@mfiano You're in the right place, just share your code and hopefully some people will read and review (also try #beginners if there's little reaction here)
Heya
I wrote a project that parses a few different binary audio file types to get metadata https://github.com/mfiano/mediacat
in mfiano.mediacat.parser
ns, usage is (parse-file "/path/to/file")

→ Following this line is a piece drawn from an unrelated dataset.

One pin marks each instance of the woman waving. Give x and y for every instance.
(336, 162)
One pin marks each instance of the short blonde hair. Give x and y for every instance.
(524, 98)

supported file types are *.ogg, *.flac, and *.mpc
This is the first bit of Clojure I did, so be nice 🙂
Also noteworthy, the first time I touched Java, interop or not 🙂
@mfiano the biggest thing I see is many usages of loop, where eg. dotimes
(for numeric bindings in series) or reduce
(for doing some action for each entry of an input and building a result) could have been used
and then the usage of the humanize library by full name instead of requiring with an alias in the util namespace
in util/sequence* - I don't think (lazy-seq (loop ...))
makes any sense at all
I tend not to alias a namespace if I'm only using it once, but fair points
yeah, that's a style thing I guess - the risk there is that eg. it works accidentally when moved to a new ns even though you don't add a require
the lazy-seq / loop combo is the one thing I see so far that might actually be a correctness concern
Can you explain that last thing about lazy-seq
. A friend of mine wrote that for me
you can wrap any sequence in lazy-seq, but that won't make it lazily generate
loop is eager, so what that code says is "create this collection eagerly, and once you are done, wrap it in a lazy-seq abstraction"
which is weird
and might or might not indicate a logic error - it's probably not even that though
also, now that I see what's inside the loop, it's a classic case of a potential concat-bomb
(you'd need a large enough input before ever seeing the issue though)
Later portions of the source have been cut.